Cerebral Cavernous Malformations Develop Through Clonal Expansion of Mutant Endothelial Cells
Matthew R Detter , Daniel A Snellings , Douglas A Marchuk
Rationale: Vascular malformations arise in vessels throughout the entire body. Causative genetic mutations have been identified for many of these diseases; however, little is known about the mutant cell lineage within these malformations.
Objective: We utilize an inducible mouse model of cerebral cavernous malformations (CCMs) coupled with a multi-color fluorescent reporter to visualize the contribution of mutant endothelial cells (ECs) to the malformation.

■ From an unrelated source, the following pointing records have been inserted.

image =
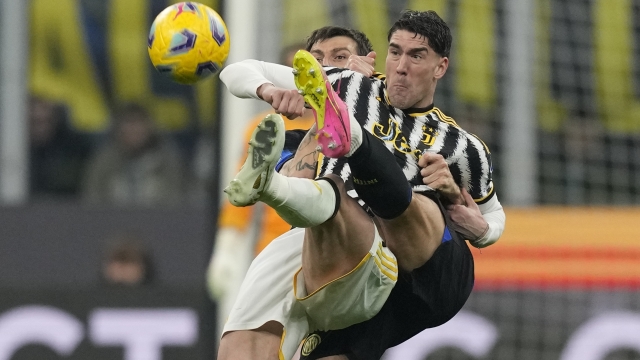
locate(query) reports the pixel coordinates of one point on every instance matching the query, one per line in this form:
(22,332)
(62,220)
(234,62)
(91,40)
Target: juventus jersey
(408,134)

Methods and Results: We combined a Ccm3 mouse model with the confetti fluorescent reporter to simultaneously delete Ccm3 and label the mutant EC with one of four possible colors. We acquired Z-series confocal images from serial brain sections and created 3D reconstructions of entire CCMs to visualize mutant ECs during CCM development. We observed a pronounced pattern of CCMs lined with mutant ECs labeled with a single confetti color (n=42). The close 3D distribution, as determined by the nearest neighbor analysis, of the clonally dominant ECs within the CCM was statistically different than the background confetti labeling of ECs in non-CCM control brain slices as well as a computer simulation (p<0.001). Many of the small (<100m diameter) CCMs consisted, almost exclusively, of the clonally dominant mutant ECs labeled with the same confetti color whereas the large (>100m diameter) CCMs contained both the clonally dominant mutant cells and wild type ECs. We propose of model of CCM development in which an EC acquires a second somatic mutation, undergoes clonal expansion to initiate CCM formation, and then incorporates neighboring wild type ECs to increase the size of the malformation.
Conclusions: This is the first study to visualize, with single-cell resolution, the clonal expansion of mutant ECs within CCMs. The incorporation of wild type ECs into the growing malformation presents another series of cellular events whose elucidation would enhance our understanding of CCMs and may provide novel therapeutic opportunities.